İşte bu şartlar altında fezleke sırası Kılıçdaroğlu’na geldi. Kimse onun ve partisinin nedamet getireceğini düşünmesin. Yukarıda da söylediğimiz gibi, onlar ne yaptıklarının gayet farkındaydılar. Bile isteye yaptılar. Bunu anlamayanlar, hala CHP’den ve Kılıçdaroğlu’ndan “müttefik” çıkarma derdinde olan uzlaşmacılardır.

İşin ilginç yanı şu. Bizzat bu uzlaşmacılar, tüm gelişmeleri gayet net görüyorlar.
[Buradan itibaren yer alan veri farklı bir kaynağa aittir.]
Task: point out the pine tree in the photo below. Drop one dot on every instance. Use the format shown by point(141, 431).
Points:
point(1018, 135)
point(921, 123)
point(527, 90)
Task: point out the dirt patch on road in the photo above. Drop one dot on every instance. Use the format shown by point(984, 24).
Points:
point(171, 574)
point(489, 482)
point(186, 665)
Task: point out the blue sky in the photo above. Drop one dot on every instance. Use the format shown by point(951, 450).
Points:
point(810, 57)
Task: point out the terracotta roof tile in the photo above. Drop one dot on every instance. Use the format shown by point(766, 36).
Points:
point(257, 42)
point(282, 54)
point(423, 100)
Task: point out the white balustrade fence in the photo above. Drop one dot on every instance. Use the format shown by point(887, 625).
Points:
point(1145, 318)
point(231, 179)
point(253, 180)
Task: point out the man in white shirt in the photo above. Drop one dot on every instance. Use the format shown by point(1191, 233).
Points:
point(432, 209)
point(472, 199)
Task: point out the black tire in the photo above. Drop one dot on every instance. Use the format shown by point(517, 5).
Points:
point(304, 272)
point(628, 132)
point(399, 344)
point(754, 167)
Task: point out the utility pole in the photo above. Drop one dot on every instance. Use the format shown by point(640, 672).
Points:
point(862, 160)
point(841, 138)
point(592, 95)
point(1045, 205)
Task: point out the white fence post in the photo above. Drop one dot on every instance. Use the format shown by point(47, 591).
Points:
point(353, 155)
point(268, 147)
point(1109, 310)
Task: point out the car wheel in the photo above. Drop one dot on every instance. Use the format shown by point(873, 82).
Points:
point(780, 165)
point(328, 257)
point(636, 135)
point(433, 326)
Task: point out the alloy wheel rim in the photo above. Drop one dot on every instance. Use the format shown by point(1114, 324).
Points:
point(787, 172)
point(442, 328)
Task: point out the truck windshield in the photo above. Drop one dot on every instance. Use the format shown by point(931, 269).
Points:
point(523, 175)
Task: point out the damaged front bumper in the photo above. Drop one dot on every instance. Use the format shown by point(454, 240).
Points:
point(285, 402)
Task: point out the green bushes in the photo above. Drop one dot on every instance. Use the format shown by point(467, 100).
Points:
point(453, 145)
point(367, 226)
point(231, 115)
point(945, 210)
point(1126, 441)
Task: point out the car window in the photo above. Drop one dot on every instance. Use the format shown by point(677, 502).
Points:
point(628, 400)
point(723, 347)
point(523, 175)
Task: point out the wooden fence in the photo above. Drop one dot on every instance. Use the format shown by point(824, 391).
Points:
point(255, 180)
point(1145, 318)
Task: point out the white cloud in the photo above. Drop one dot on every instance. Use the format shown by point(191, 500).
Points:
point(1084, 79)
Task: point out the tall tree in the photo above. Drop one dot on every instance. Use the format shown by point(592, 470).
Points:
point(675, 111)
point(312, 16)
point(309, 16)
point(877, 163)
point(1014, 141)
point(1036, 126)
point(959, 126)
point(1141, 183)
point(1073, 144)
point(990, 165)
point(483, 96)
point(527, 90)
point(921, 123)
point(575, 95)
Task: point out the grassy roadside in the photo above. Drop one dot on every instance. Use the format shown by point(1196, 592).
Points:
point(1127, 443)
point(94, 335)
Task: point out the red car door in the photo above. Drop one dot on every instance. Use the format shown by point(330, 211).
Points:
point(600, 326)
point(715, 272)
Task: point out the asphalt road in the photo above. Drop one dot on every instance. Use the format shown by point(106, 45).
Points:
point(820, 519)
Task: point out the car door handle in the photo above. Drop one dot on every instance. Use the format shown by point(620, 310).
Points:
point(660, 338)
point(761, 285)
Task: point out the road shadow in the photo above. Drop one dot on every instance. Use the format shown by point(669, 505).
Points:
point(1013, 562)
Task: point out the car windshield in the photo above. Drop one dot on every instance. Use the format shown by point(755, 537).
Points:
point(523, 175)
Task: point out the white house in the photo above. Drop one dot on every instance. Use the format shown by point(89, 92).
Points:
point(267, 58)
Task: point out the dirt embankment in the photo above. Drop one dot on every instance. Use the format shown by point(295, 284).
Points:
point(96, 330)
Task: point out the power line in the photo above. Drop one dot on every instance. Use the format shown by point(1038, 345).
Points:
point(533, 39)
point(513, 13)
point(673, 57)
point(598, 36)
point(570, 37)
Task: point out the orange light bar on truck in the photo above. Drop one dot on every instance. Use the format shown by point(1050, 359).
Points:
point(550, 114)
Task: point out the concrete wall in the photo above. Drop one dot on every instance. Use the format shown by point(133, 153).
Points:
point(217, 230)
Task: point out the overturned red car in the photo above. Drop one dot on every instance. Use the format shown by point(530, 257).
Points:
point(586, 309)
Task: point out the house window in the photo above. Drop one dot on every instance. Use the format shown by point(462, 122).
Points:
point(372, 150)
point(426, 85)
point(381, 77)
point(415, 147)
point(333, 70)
Örneğin Ertuğrul Kürkçü, doğru öncüllerden yanlış sonuçlara ulaşmanın el kitabı olabilecek örnek yazısında, süreci, daha önce bizim de defalarca dile getirdiğimiz şekilde, şöyle özetliyor: “Buna karşılık, iktidar sözcüleri de üst perdeden atmaya devam ediyor. En son Dışişleri Bakanı Mevlüt Çavuşoğlu nöbeti Süleyman Soylu’dan devraldı; muhalefete kibirle ve tane tane meydan okudu: ‘Seçim yok. Seçim olsa da iktidarın size verilmeyeceğini biliyorsunuz.’ dedi.

Çavuşoğlu’nun dili sürçmüyor. Ne dediğini bilerek konuşuyor, çünkü ne yaptığını hiç aklından çıkarmıyor. Kaybetmeye mahkûm olduğu bir seçime doğru sürüklenmekte olan bir diktatoryal rejim şu yollardan birisini seçer: Seçimleri yaptırmamak veya seçim sonuçlarını saymamak; seçimleri maniple etmek, yani hile hurdaya baş vurmak. AKP ve ‘Cumhur İttifakı’ her iki yolu da denedi ve sonuç aldı.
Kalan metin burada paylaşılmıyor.